Sunday, July 11, 2010

Updating the Joyce/Chappell Lists: Hobron Drug Company

In the J/C list, Hobron is something of a mystery.  The city is reported as unknown, and nothing more is offered about the company except for the name in the cancel: "Hobron".  Google solved this mystery with a single search.



Hobron Drug Company was based in Honolulu, and was owned by T.W. Hobron, the son of a famous retired sea captain, Thomas H. Hobron.  T.H. Hobron made himself a wealthy Hawaiin businessman through a sugar plantation and a railroad and port used to haul and load the sugar for export. 
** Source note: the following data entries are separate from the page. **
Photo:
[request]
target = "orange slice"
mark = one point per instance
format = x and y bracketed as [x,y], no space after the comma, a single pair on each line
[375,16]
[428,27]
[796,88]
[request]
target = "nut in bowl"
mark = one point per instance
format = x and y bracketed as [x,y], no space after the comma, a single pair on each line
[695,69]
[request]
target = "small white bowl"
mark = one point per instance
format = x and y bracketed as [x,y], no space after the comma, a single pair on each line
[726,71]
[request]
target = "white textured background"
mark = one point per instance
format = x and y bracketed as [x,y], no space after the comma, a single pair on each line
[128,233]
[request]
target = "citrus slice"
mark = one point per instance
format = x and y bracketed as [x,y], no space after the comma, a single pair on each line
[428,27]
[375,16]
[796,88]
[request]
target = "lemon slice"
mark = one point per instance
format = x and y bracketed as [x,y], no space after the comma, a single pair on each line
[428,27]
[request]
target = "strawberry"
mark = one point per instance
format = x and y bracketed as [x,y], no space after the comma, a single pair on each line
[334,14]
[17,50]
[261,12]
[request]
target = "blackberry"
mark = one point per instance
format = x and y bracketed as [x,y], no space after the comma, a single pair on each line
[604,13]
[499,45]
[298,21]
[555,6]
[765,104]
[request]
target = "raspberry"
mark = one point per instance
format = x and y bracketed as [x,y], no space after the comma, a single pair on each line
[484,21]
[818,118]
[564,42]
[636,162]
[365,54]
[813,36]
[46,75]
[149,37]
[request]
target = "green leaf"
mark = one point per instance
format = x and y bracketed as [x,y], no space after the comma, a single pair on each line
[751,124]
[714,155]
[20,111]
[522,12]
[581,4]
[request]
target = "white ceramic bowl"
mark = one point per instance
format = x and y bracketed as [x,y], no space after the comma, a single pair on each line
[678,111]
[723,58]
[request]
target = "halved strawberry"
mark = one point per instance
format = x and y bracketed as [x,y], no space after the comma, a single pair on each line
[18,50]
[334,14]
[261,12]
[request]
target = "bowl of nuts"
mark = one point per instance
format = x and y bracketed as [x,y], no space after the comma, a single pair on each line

The J/C list for these cancels is short:

My collection holds one cancel unlisted by Joyce, the 1/8 cent example below:

1/8 cent 1901
unlisted by Joyce





The updated list for this cancels is available at the following link:

Updated Hobron Drug Company Printed Cancels List

A recent auction contained this lot connected with Hobron Drug Company:
Hobron Drug postal cover from the June 2010 Regency Superior sale. 
The online catalog included this note:  "Pahala, Hawaii cover to Hobron Drug Company in Honolulu franked by 2¢ brown and with purple target cancel, plus matching Pahala date cancel, Meyer-Harris 281.01. Cover with backside advertisement in blue for Alhambra, 'beverage made from pure rich fruit juices'."

Saturday, July 10, 2010

Cancel for July 11: Mutual Benefit Life Insurance Company

M.  B.  L.  I.  CO.
JUL  11 1899

The Newark, New Jersey-based Mutual Benefit Life Insurance Company was founded in 1845 and dissolved as a firm in 2001.  The company was known as the "Tiffany" of insurance companies because of its high percentage of upper class clientele.  The company was taken over by the State of New Jersey in 1991 after real estate losses prompted a run by policy holders.  The collapse of the firm was the largest ever by an American insurer at that time. 

The original MBLI headquarters at 300 Broadway in Newark is listed in the National Register of Historic Places.  It is currently a nursing home and is owned by the Archdiocese of Newark.